Venezuela: Leopoldo López Prosecutor Defects to U.S., Case Was ‘100% False’


Franklin Nieves, the prosecutor responsible for securing a conviction and 13-year prison sentence for Venezuelan opposition leader Leopoldo López, has defected to the United States and confessed that the evidence he brought to the trial was “100% false.”

Nieves, speaking to the Wall Street Journal, says he took his family with him to Miami and is seeking asylum in America after having been responsible for López’s conviction. His conscience, he says, did not let him be.

López, the leader of the opposition party Popular Will, was arrested in February 2014 for assembling a peaceful protest in the capital, Caracas. He was tried for arson, terrorism, and inciting violence, and found guilty of inciting violence and causing the death of prisoners. He is currently appealing the 13-year sentence.

Nieves, who led the charge, says all the evidence he presented was false. “Leopoldo López is innocent,” he tells the Wall Street Journal. “Prosecutors and judges fear that if anyone dissents from carrying out an order, he will be detained, or a criminal case will be invented against him and he will be jailed,” he explained, noting why he went along with the trial. He asked for “forgiveness” from López’s family and noted that he “always saw their faces when I woke up in the middle of the night,” speaking specifically of López’s children.

Nieves also appeared on CNN Tuesday night to elaborate on his accusation that he was forced to present false evidence to imprison a political enemy of President Nicolás Maduro. “They put him in jail because they feared his leadership,” Nieves told CNN host Fernando del Rincón. “They violated his human rights by not allowing him to present evidence in the trial to exoneate himself.” Nieves added that the evidence he himself presented was “100% false” and that “at no moment was it poven that López made even a single call to violence or to burn the Public Minister. At all times he asked his followers for calm.”

The Venezuelan government has responded by accusing the White House of buying Nieves off or threatening his family. “It is vulgar, the way the United States blackmails, threatens, and buys off prosecutors in Latin America to prevent justice and satisfy their interests,” said Communications Minister Delcy Rodríguez in response to Nieves’s accusations.

She did not elaborate, though the statement may be a veiled reference to another Latin American prosecutor who challenged a Latin American head of state: Alberto Nisman, who accused Argentine President Cristina Fernández de Kirchner of aiding and abetting Hezbollah terrorists in order to secure trade deals with Iran.

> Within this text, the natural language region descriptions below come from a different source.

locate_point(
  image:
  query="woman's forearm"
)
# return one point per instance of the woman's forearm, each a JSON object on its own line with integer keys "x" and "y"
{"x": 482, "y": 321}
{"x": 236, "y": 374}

Nisman never got to present his case to the Argentine legislature; he was found with a fatal gunshot wound in his forehead the night before his scheduled congressional appearance. Fernández de Kirchner is a longtime ally of the Venezuelan regime.

Rodríguez added that the State Department’s comment expressing “concern” over the López case has been “rejected as insolence” by the Venezuelan government.

Venezuelan Ombudsman Tarek William Saab dismissed Nieves’s remarks entirely, telling reporters that “they simply do not exist.

Meanwhile, López’s attorney, Juan Carlos Gutiérrez, has told reporters that Nieves’s remarks have completely revolutionized the defense’s approach to the appellate process. “We are in the process of transcribing the prosecutor’s remarks in both videos and his declarations to the Wall Street Journal, in order to present them in the appellate process,” he said Wednesday.

The United Nations elected Venezuela to sit on its Human Rights Commission on Wednesday.